OVVIETA’ LAPALISSIANE AGLI “STATI GENERALI” DEGLI “INDUSTRIALI”
3 FEBBRAIO 2016 – Si sarebbero riuniti gli “Stati generali dell’imprenditoria” per dire che una città deve avere una guida politica e amministrativa; che Ovidio con il suo Bimillenario è una buona occasione per proporre le eccellenze del territorio; che l’Abbazia celestiniana è uno spazio che offre opportunità turistiche e di sviluppo (più esattamente hanno parlato di ambiente adatto all’”industria convegnistica”); che il “no” a metanodotto, cementificio, monnezza varia non deve essere “senza se e senza ma” e “a prescindere”. E così lapalissianamente continuando.
Se si fossero chiesti perché nessuno di loro ha impiantato negli ultimi cinquant’anni uno stabilimento che fosse uno ed hanno sempre chiesto che venissero catapultati a Sulmona gli stabilimenti di grandi imprese (in crisi) con le quali vivere a contatto per spartire le briciole; se si fossero domandati perché la massima aspirazione per molti che si fregiano del titolo di “industriale” è quella di partecipare ai FAS per i supermercati e pagare settecento euro al mese chi lavora otto ore al giorno e fa gli straordinari, forse Sulmona, con il sindaco in carica o senza sindaco in carica, capirebbe perché tra dieci anni scenderà a quindicimila abitanti; prima della prossima convocazione degli “Stati generali”.
Ci fosse uno di loro che abbia detto a D’Alfonso quello che si merita per aver tagliato Sulmona e la Valle Peligna dai traffici stradali, autostradali e ferroviari. Si ammantano del rituale di “Stati generali” che, dai tempi immediatamente precedenti la Rivoluzione francese in poi, ha una carica di sfiga che è difficile trovarne di eguali, e finiscono sempre per dirsi quanto sono bravi. Eppure, invece di ritrovarsi nella “zona artigianale” dove un cardinale qualche anno fa passò rimanendo sbigottito per l’aria di cimitero che c’era, avrebbero potuto fare uno sforzo e chiedere agli imprenditori di Roccaraso come si fa una pista da sci, come si allestiscono gli impianti di risalita, come si costruiscono alberghi senza stare a chiedere sempre e soltanto la ripartizione di fondi europei e nazionali.
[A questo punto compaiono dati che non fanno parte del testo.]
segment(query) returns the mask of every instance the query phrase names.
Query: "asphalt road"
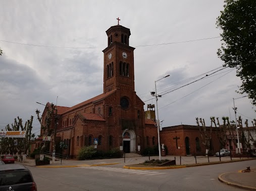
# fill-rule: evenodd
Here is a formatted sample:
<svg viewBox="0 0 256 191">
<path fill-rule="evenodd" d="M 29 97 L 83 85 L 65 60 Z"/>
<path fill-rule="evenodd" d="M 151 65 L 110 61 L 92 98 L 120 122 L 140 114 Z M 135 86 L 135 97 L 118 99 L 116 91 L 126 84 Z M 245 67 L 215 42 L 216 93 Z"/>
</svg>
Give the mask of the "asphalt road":
<svg viewBox="0 0 256 191">
<path fill-rule="evenodd" d="M 166 170 L 120 165 L 30 169 L 41 190 L 240 190 L 220 182 L 219 174 L 255 166 L 254 160 Z"/>
</svg>

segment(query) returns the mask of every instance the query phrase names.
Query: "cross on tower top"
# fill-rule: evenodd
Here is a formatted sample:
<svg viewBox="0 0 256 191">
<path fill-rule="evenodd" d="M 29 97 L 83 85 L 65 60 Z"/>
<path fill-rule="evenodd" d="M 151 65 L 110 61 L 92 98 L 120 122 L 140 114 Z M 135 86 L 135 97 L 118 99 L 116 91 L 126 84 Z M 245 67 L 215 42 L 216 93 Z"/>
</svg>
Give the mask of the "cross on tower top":
<svg viewBox="0 0 256 191">
<path fill-rule="evenodd" d="M 117 25 L 119 25 L 119 21 L 120 21 L 121 19 L 119 19 L 119 17 L 118 17 L 117 19 L 118 21 L 118 23 Z"/>
</svg>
E soprattutto senza ripetere la cantilena che anche gli impianti impattanti creano occupazione e agevolano la ripresa dell’economia: fa impresa chi crea qualcosa che altri non è riuscito ad intuire, oppure chi organizza meglio i fattori della produzione e rischia di persona, senza andare a rimorchio della programmazione pubblica. Questo diceva Einaudi, che non risulta abbia mai indetto gli “Stati generali”.
Nella foto: l’ulivo davanti alla sede del Nucleo Industriale, forse il simbolo dell’innovazione dal 1968 ad oggi.